Will finance even exist? Yes, but not as we know it today. What will change? Everything. Finance's mission, its methods, and its reach will all be redefined. Here's a glimpse of the path that lies ahead.
Transaction processing will be fully integrated into Internet traffic. All finance's current work around purchasing and payables, sales and receivables, will be seamlessly conducted via the Internet. Finance's once critical role in this arena will be minimal, focusing on oversight and maintenance.
Managing physical and even working capital will become less and less important. As CFO you'll be custodian of new and different resources-intangible assets. How you value and nurture these assets will have little in common with today's accounting objectives and practices.

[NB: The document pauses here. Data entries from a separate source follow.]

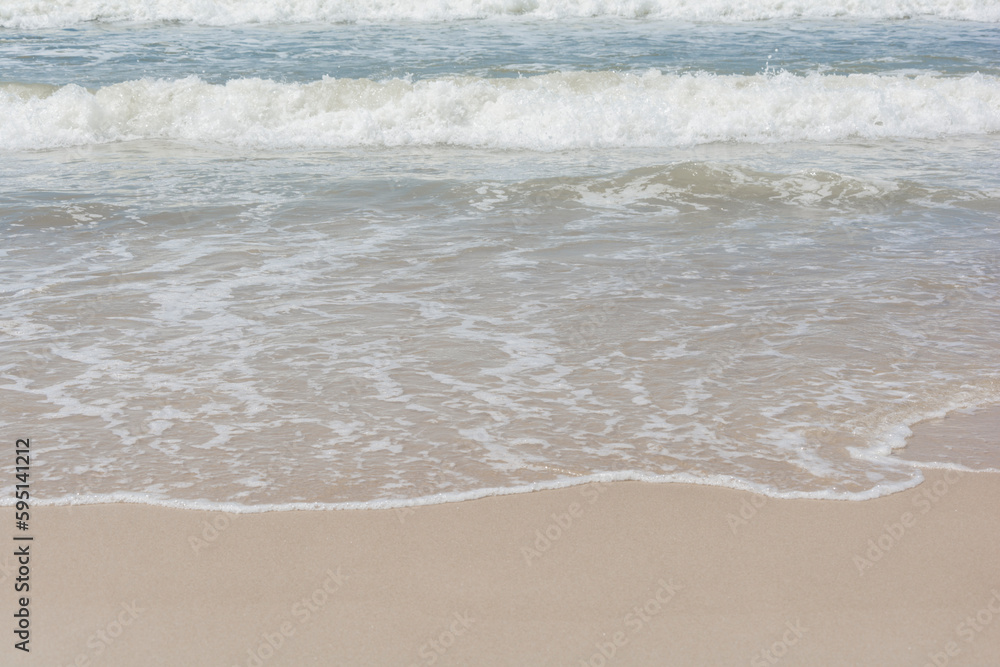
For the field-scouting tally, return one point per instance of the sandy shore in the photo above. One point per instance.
(625, 573)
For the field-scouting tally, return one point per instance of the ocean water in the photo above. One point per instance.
(316, 254)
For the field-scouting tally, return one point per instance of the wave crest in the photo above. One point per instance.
(548, 112)
(56, 13)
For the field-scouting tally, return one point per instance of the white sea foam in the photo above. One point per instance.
(50, 13)
(547, 112)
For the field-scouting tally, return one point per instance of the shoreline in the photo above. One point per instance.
(606, 573)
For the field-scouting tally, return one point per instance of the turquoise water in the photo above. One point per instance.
(335, 256)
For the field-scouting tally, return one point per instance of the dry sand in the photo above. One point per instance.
(617, 574)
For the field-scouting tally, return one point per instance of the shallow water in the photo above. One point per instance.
(358, 264)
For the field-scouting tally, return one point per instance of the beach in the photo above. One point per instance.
(491, 332)
(623, 573)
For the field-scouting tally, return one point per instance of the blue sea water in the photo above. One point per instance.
(345, 254)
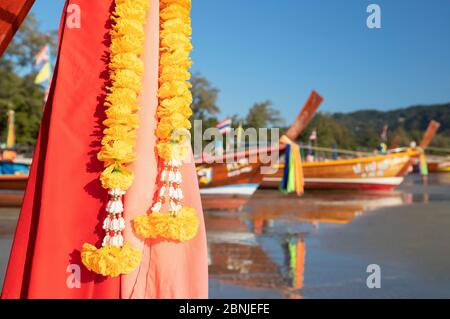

Finance's traditional responsibility for providing and managing accounting information will diminish. Finance departments will no longer control the bureaucracies and infrastructures that gather and guard this data.
What about decision support, or -analytics-integrated information and intelligence-as we call it at PricewaterhouseCoopers? While decision support will be key to the CFO's evolving role' we believe that eventually a whole new industry will spring up around analytical support services, driven once again by the Internet.
In short, many of finance's well-established and familiar functions will be outsourced or automated. What then will tomorrow's CFO be doing? Presiding over a shrinking empire or staking a claim to uncharted new corporate terrain? As we envision it, the CFO's role will not be diminished but transformed into what we call the eCFO. Becoming a true strategic partner to the CEO in making forward-thinkifig decisions about the future of their company, the eCFO assumes an exciting new role of internal venture capitalist.
Succeeding in this new discipline will require a host of new skills: anticipating industry restructuring, proactively identifying opportunities, justifying investments based on the value they will offer as options in the future, and then creatively managing these options as a portfolio. Meeting these new demands will be rewarding and challenging.
This is the route forward, and we hope that eCFO: Sustaining Value in the New Corporation will be an invaluable road map. Our goal is to help guide your way into the future, practically and clearly. Chapter by chapter, you'll find the tools, best practices, research data, and insights you'll need to manage your new role successfully. You'll find frontline advice and real-world examples of the new business models, new valuation techniques, new systems, and new asset-building strategies that are reshaping the finance discipline.